Essen (ots) - Reflexhaft zuckt des Deutschen Gasfuß, wenn er das garstige Wort Tempolimit hört. 30 km/h im gesamten Stadtgebiet - wo kommen wir da hin! Und vor allem: Wie lange dauert dann eine City-Tour von der Ruhr bis zur A40, von der Emscher zur A2? Noch einmal doppelt so lange wie jetzt?

Die Fahrt innerhalb der Stadtgrenzen wird schlicht genauso lange dauern wie bisher. Auf den vorfahrtsberechtigten Durchgangsstraßen bleibt es einfach bei Tempo 50 (Geschwindigkeitsüberschreitung exklusive).

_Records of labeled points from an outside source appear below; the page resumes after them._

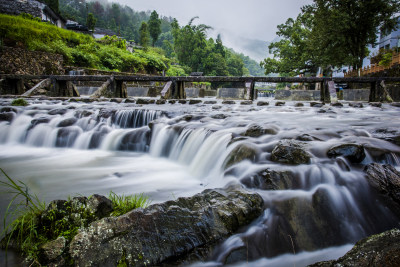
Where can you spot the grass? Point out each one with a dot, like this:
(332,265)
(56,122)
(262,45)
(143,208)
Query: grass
(123,204)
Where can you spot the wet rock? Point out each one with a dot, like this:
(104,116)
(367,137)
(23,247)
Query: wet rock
(142,101)
(356,105)
(353,152)
(377,250)
(7,116)
(165,231)
(271,180)
(262,103)
(316,104)
(58,111)
(67,122)
(245,151)
(161,101)
(194,101)
(257,131)
(50,251)
(290,152)
(385,179)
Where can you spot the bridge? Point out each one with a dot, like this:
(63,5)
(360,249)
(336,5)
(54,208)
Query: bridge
(115,86)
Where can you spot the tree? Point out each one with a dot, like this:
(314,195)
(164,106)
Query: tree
(293,54)
(91,21)
(154,27)
(343,29)
(144,35)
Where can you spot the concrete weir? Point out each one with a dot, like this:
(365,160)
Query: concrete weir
(116,86)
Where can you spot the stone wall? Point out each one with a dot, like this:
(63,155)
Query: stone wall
(21,61)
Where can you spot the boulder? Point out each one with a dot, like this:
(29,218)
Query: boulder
(353,152)
(377,250)
(244,151)
(385,179)
(290,152)
(166,231)
(257,130)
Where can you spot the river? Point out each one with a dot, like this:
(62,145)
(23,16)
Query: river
(61,148)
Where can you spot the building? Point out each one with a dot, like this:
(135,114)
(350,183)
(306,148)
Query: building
(33,7)
(390,40)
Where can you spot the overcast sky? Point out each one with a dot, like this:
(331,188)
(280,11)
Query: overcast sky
(256,19)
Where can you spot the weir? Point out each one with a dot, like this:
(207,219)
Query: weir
(115,86)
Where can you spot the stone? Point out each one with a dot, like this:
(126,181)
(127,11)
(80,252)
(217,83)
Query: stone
(262,103)
(244,151)
(166,231)
(67,122)
(143,101)
(377,250)
(290,152)
(194,101)
(50,251)
(385,179)
(353,152)
(257,130)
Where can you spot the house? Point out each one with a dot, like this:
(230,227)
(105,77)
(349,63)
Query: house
(392,39)
(33,7)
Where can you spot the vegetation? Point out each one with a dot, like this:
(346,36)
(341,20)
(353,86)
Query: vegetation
(19,102)
(36,225)
(330,33)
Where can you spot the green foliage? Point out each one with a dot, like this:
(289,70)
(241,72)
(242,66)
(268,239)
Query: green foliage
(154,27)
(123,204)
(19,102)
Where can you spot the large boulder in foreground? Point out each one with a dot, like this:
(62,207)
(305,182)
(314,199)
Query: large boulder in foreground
(377,250)
(291,152)
(161,232)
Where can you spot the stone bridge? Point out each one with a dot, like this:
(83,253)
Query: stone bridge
(115,86)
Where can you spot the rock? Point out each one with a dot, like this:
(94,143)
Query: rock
(194,101)
(356,105)
(353,152)
(270,180)
(316,104)
(161,101)
(385,179)
(257,131)
(142,101)
(245,151)
(7,116)
(67,122)
(377,250)
(290,152)
(262,103)
(50,251)
(58,111)
(166,231)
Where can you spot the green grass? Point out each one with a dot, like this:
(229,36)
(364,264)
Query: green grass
(78,49)
(123,204)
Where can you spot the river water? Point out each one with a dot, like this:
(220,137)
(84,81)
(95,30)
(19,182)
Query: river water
(61,148)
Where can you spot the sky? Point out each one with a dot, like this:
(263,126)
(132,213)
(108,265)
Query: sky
(235,20)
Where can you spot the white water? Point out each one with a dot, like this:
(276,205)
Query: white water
(109,147)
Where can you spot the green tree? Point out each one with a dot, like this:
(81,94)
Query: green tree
(91,21)
(154,27)
(144,35)
(343,29)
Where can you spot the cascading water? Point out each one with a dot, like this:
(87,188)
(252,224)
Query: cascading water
(312,210)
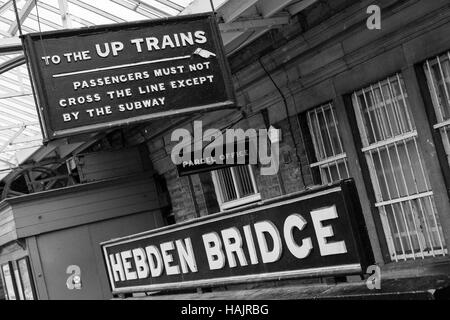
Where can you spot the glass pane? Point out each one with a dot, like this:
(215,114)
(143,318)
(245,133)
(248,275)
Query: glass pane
(18,282)
(323,127)
(244,181)
(397,170)
(9,284)
(26,279)
(226,184)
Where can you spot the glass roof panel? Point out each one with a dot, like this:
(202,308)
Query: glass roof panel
(19,126)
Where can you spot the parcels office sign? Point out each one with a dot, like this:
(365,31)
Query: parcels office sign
(312,234)
(95,78)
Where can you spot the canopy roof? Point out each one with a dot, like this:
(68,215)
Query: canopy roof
(20,134)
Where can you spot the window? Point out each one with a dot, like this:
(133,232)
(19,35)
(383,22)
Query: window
(329,155)
(23,266)
(17,280)
(402,188)
(437,71)
(9,282)
(235,186)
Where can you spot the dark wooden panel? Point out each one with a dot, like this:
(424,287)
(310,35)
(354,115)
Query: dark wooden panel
(7,225)
(103,165)
(56,211)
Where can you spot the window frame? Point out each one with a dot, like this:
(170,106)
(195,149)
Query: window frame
(367,147)
(227,205)
(12,275)
(321,167)
(17,279)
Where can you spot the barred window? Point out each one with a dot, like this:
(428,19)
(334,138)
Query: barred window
(329,155)
(404,196)
(235,186)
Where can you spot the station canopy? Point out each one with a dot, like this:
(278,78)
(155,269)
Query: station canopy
(241,21)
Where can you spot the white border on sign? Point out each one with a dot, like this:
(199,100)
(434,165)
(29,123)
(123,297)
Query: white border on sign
(325,271)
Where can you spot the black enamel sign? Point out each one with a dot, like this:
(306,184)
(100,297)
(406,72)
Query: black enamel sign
(95,78)
(231,156)
(316,233)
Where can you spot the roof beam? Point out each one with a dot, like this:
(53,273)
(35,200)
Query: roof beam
(201,6)
(65,16)
(10,45)
(243,25)
(23,14)
(300,6)
(232,9)
(6,6)
(146,10)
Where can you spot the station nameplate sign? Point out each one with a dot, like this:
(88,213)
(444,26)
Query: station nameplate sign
(95,78)
(317,233)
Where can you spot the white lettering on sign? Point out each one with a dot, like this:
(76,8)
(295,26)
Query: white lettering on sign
(296,221)
(323,232)
(232,247)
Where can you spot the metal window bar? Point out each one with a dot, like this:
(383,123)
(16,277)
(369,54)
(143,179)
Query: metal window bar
(437,71)
(403,193)
(235,183)
(327,143)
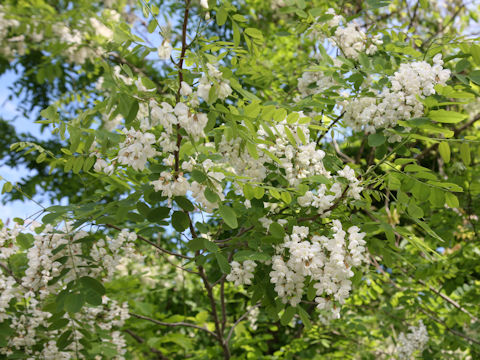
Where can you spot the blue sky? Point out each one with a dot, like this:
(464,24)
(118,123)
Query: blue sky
(8,111)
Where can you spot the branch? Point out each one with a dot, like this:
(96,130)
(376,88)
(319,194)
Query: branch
(158,322)
(455,332)
(180,79)
(153,244)
(449,300)
(240,233)
(314,217)
(219,335)
(239,320)
(455,133)
(140,340)
(118,59)
(337,119)
(10,272)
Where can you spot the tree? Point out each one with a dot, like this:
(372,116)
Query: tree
(249,179)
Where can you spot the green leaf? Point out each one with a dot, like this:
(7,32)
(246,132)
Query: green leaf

Das ist mit weniger Schildern zu regeln als bisher die Ausweisung einzelner Tempo-30-Zonen. Deren Schutzwirkung ist übrigens längst unumstritten.

Es wird sich aber etwas ändern, nicht nur im Bewusstsein. Es wird im Stadtverkehr weniger totgefahrene Kinder, Radfahrer und Senioren geben. Nur etwas mehr als 40 km/h Aufprallgeschwindigkeit gelten nämlich als kritische Grenze für das Überleben eines angefahrenen Fußgängers. Es ist nicht einfach zu glauben, aber unbestechliche Physik: Wer mit 30 auf dem Tacho noch vor dem auf die Fahrbahn rollenden Ball zum Stehen kommt, fährt mit 20 km/h mehr ungebremst ins Unglück.

Und nur zur Erinnerung: 1957 wurde in Deutschland Tempo 50 eingeführt. Die Argumente dagegen waren damals die gleichen wie heute. Oder anders ausgedrückt: Sie sind von gestern.